28 avr 2013

Répine, ou le réalisme vivant

Submitted by Anonyme (non vérifié)

Si l'on propose à quelqu'un de lire du Balzac aujourd'hui, il trouvera cela barbant. On dit d'ailleurs « du » Balzac, « du » Flaubert, mais « un » Camus. En fait, la littérature moderniste, simple divertissement moderniste, l'a d'autant plus emporté que pour les masses, le réalisme est ennuyeux.

Le triomphe de la fantasy, du fantastique, depuis Harry Potter jusqu'à Twilight en passant par le seigneur des anneaux, témoigne de cette acceptation de la fuite dans l'irrationnel. Twilight consiste en quatre romans qui se sont vendus à 48 millions d'exemplaires aux États-Unis et à 4,6 millions dans notre pays.

Les pratiquement 5 millions de personnes qui ont lu Twilight (voire plus en fait) n'en retiendront cependant rien, car il s'agit de divertissement, il n'y a aucune dimension. On est dans la même tendance, finalement et malgré les nuances et différences, que le très fasciste Hunger Games. Pourquoi cela ? Parce que ces œuvres nient la possibilité de dire quelque chose qui soit valable aujourd'hui, pour sa propre vie. Ce qu'on retient lorsqu'on voit un chef d'oeuvre de Répine est universel, compréhensible dans sa propre vie, car cela relève de la culture.

Là est la différence entre le réalisme et le divertissement bourgeois, de plus en plus glauque par ailleurs. Si le parallèle avec les gladiateurs à l'époque de Rome était auparavant forcé, de plus en plus on tend vers un divertissement moqueur, voyeur, agressif, sanglant.

Le divertissement est un bruit ininterrompu, là où inversement la peinture réaliste est un moment de pause, de réflexion, comme reflet de la réalité.

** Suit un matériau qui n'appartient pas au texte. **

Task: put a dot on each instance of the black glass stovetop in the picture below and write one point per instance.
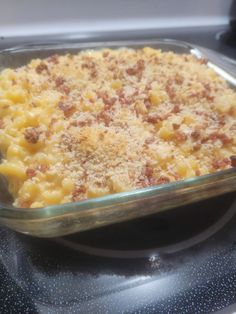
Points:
(179, 261)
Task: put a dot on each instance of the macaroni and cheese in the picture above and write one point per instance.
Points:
(79, 126)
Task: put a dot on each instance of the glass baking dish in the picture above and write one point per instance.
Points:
(58, 220)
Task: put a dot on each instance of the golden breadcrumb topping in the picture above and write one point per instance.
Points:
(79, 126)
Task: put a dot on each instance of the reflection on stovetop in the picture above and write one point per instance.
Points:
(55, 277)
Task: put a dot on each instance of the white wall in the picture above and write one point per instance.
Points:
(24, 17)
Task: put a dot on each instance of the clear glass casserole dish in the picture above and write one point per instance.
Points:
(58, 220)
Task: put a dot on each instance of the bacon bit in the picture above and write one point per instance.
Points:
(94, 73)
(217, 136)
(42, 168)
(176, 126)
(104, 117)
(30, 172)
(32, 135)
(48, 133)
(41, 67)
(195, 134)
(217, 164)
(81, 123)
(196, 146)
(170, 90)
(222, 137)
(179, 79)
(107, 101)
(180, 136)
(137, 70)
(153, 118)
(67, 108)
(197, 172)
(147, 104)
(59, 81)
(176, 109)
(233, 160)
(148, 172)
(77, 193)
(131, 71)
(149, 140)
(54, 59)
(65, 89)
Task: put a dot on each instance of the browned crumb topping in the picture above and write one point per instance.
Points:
(108, 121)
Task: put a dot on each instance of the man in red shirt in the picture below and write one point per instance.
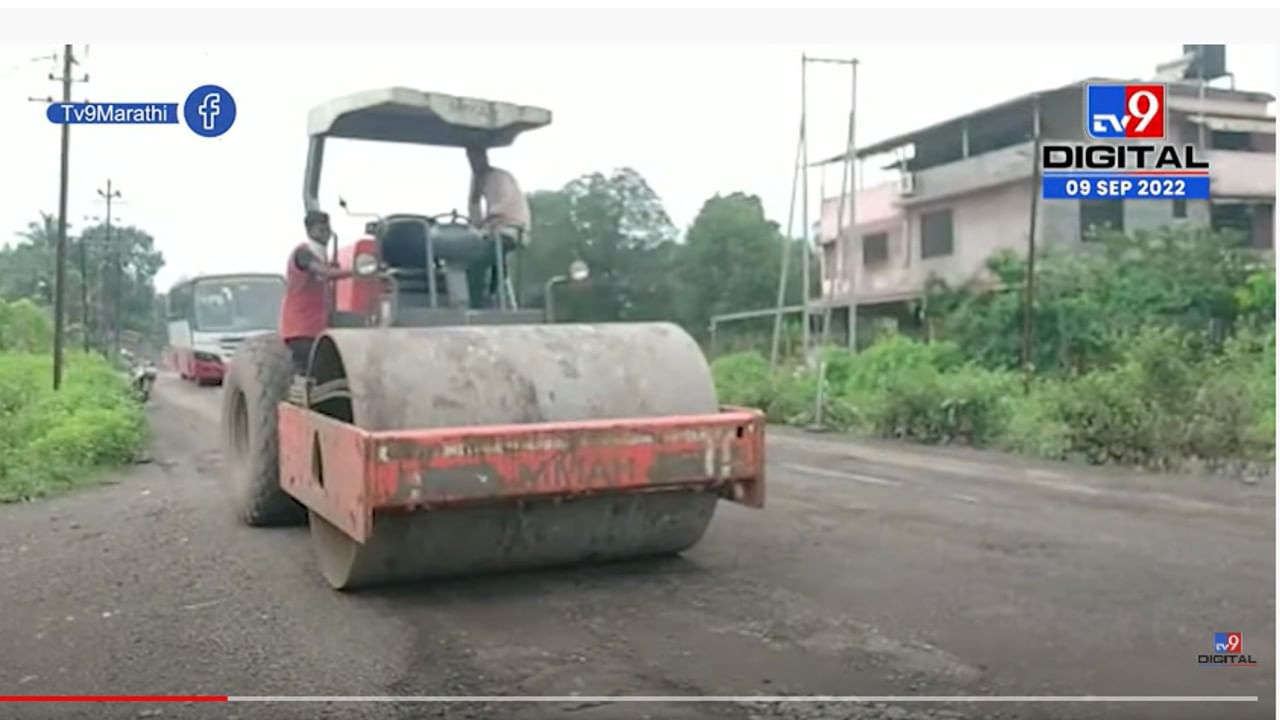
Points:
(305, 314)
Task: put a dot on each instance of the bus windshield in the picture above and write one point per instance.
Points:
(236, 305)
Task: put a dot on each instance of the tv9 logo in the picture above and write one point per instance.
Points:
(1228, 642)
(1125, 112)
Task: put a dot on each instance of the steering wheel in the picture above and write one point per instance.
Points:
(453, 218)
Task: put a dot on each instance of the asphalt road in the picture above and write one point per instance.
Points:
(874, 570)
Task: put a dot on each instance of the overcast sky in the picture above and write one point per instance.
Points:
(694, 121)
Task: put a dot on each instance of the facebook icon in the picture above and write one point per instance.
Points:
(209, 110)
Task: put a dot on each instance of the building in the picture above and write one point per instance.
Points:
(965, 190)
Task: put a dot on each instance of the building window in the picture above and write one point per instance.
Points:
(1229, 140)
(1098, 217)
(936, 233)
(874, 249)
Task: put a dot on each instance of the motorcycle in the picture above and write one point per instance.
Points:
(144, 378)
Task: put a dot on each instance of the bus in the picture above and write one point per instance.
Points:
(210, 315)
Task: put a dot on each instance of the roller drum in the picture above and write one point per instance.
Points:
(402, 378)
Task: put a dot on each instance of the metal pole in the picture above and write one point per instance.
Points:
(846, 192)
(804, 192)
(786, 255)
(60, 269)
(549, 297)
(1029, 286)
(85, 322)
(118, 270)
(854, 183)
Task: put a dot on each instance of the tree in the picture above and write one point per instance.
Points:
(617, 224)
(730, 261)
(27, 272)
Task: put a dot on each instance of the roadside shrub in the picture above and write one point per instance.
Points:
(1033, 425)
(792, 397)
(967, 405)
(743, 378)
(24, 327)
(54, 441)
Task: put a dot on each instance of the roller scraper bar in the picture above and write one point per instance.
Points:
(346, 474)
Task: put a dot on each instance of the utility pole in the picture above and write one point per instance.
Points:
(1029, 286)
(85, 323)
(60, 254)
(117, 269)
(804, 208)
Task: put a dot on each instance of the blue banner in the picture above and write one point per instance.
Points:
(1089, 186)
(114, 113)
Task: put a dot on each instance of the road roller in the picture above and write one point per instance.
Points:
(439, 429)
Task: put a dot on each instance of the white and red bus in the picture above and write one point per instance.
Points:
(210, 315)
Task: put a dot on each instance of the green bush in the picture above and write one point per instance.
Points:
(743, 378)
(54, 441)
(1033, 425)
(920, 402)
(24, 327)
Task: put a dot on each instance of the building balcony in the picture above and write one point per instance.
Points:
(1235, 173)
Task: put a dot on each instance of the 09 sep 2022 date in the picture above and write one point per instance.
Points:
(1136, 187)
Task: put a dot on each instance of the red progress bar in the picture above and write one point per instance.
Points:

Il est assez fascinant de voir justement les immenses succès des expositions organisées par la bourgeoisie, notamment par le musée du Sénat à Paris. Les gens passent en rythme devant des tableaux dont ils ne voient rien, à part une esthétique floue anti-réaliste, qui les conforte dans leur propre conception du monde.

La peinture réaliste est, quant à elle, lorsqu'elle est authentique, vraiment vivante. Si les masses trouvent Balzac ennuyeux, c'est qu'il y a une part de vérité ; l'accent, comme toujours dans le réalisme français, est trop mis sur l'aspect négatif.

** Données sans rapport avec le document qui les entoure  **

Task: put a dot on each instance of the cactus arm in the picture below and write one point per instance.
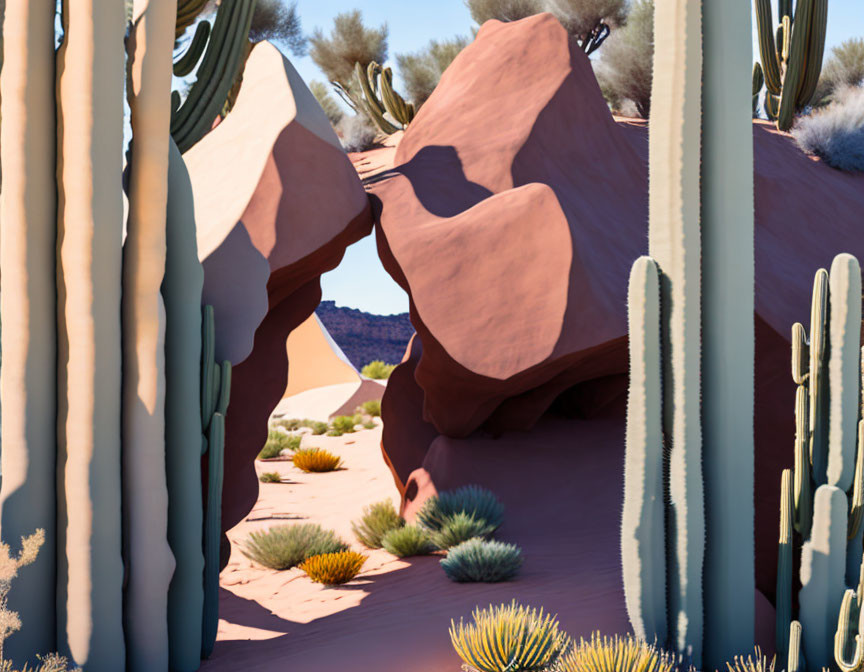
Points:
(189, 60)
(643, 538)
(823, 574)
(767, 47)
(843, 367)
(849, 625)
(784, 566)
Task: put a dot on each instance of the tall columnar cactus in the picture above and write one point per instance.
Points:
(707, 379)
(89, 229)
(215, 396)
(28, 498)
(791, 53)
(226, 53)
(829, 463)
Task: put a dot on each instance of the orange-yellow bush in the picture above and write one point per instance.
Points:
(315, 459)
(333, 568)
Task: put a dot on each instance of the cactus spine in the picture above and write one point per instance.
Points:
(643, 537)
(791, 55)
(697, 431)
(28, 498)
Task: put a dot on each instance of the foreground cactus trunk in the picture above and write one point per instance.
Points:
(145, 493)
(706, 380)
(90, 216)
(28, 498)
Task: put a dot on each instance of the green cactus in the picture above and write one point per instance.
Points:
(215, 397)
(643, 537)
(791, 55)
(223, 60)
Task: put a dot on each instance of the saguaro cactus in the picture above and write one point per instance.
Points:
(28, 498)
(699, 295)
(791, 54)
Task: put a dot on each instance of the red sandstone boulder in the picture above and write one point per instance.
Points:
(277, 201)
(513, 214)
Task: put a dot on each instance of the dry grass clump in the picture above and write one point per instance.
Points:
(333, 569)
(316, 460)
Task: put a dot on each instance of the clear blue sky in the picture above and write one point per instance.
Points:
(360, 281)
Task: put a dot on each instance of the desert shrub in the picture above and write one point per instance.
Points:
(836, 133)
(844, 68)
(470, 499)
(377, 370)
(509, 638)
(357, 133)
(422, 70)
(285, 546)
(407, 540)
(377, 520)
(483, 561)
(349, 42)
(277, 441)
(616, 654)
(333, 569)
(625, 66)
(280, 23)
(316, 460)
(327, 102)
(458, 528)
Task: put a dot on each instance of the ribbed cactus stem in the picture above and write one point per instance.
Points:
(784, 566)
(844, 373)
(823, 575)
(643, 537)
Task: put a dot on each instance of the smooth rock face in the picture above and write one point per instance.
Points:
(277, 202)
(515, 210)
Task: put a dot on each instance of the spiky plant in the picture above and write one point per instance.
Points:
(470, 499)
(407, 541)
(378, 519)
(509, 638)
(316, 460)
(458, 528)
(286, 546)
(482, 561)
(616, 654)
(333, 569)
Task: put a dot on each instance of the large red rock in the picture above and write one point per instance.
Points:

Il y a une fascination certaine pour le dégradant, l'abject ; cela provient de l'origine romantique des écrivains réalistes, mais également de leur soumission servile à la bourgeoisie. Tout cela a ouvert la voie au naturalisme, qui a littéralement assassiné le réalisme.

Comment se fait-il qu'en France où on a connu Balzac, Stendhal, Flaubert, Maupassant, Zola, on ne connaisse rien à Répine ? Et comment se fait-il qu'on y fait un accueil triomphal à Camus, Sartre, Sarraute, Robbe-Grillet ?

Il est évident ici que c'est parce que le réalisme n'a pas été défendu ; Aragon, qui s'est prétendu son défenseur, n'a été qu'un révisionniste sabotant toute définition possible du réalisme socialiste. Cela veut dire qu'en France, le réalisme vivant reste à faire.

Le paradoxe ici est naturellement que des auteurs réactionnaires aient pu s'immiscer dans ce processus. Si on lit Barbey d'Aurevilly ou Drieu La Rochelle, on voit très bien comment le réalisme plane au-dessus de leur écriture, comment ces auteurs sont à deux doigts de basculer dans l'expressionnisme, parce que naturellement une approche réactionnaire de la littérature ne peut pas suffire.

Même Jean Genet qui a cherché à plonger dans ce qui serait un expressionnisme lyrique français a toujours adhéré à une forme nette de réalisme.

Disons ainsi simplement que pour la littérature française, connaître Répine est essentiel ; c'est une source d'inspiration évidente. Si on avait confronté la conception d'Aragon aux tableaux de Répine, la contradiction aurait été évidente, et Aragon eut été démasqué.

Répine est ainsi une arme ; il inspire et permet de démasquer. Répine est un immense artiste à connaître et de plus un moyen d'aborder le réalisme socialiste, car il en a pavé la voie. C'est par l'assimilation de la dimension vivante de Répine que le réalisme pourra en France dépasser son approche froide et « méthodique », pour plonger dans la dignité du réel, et aboutir à un réalisme vivant.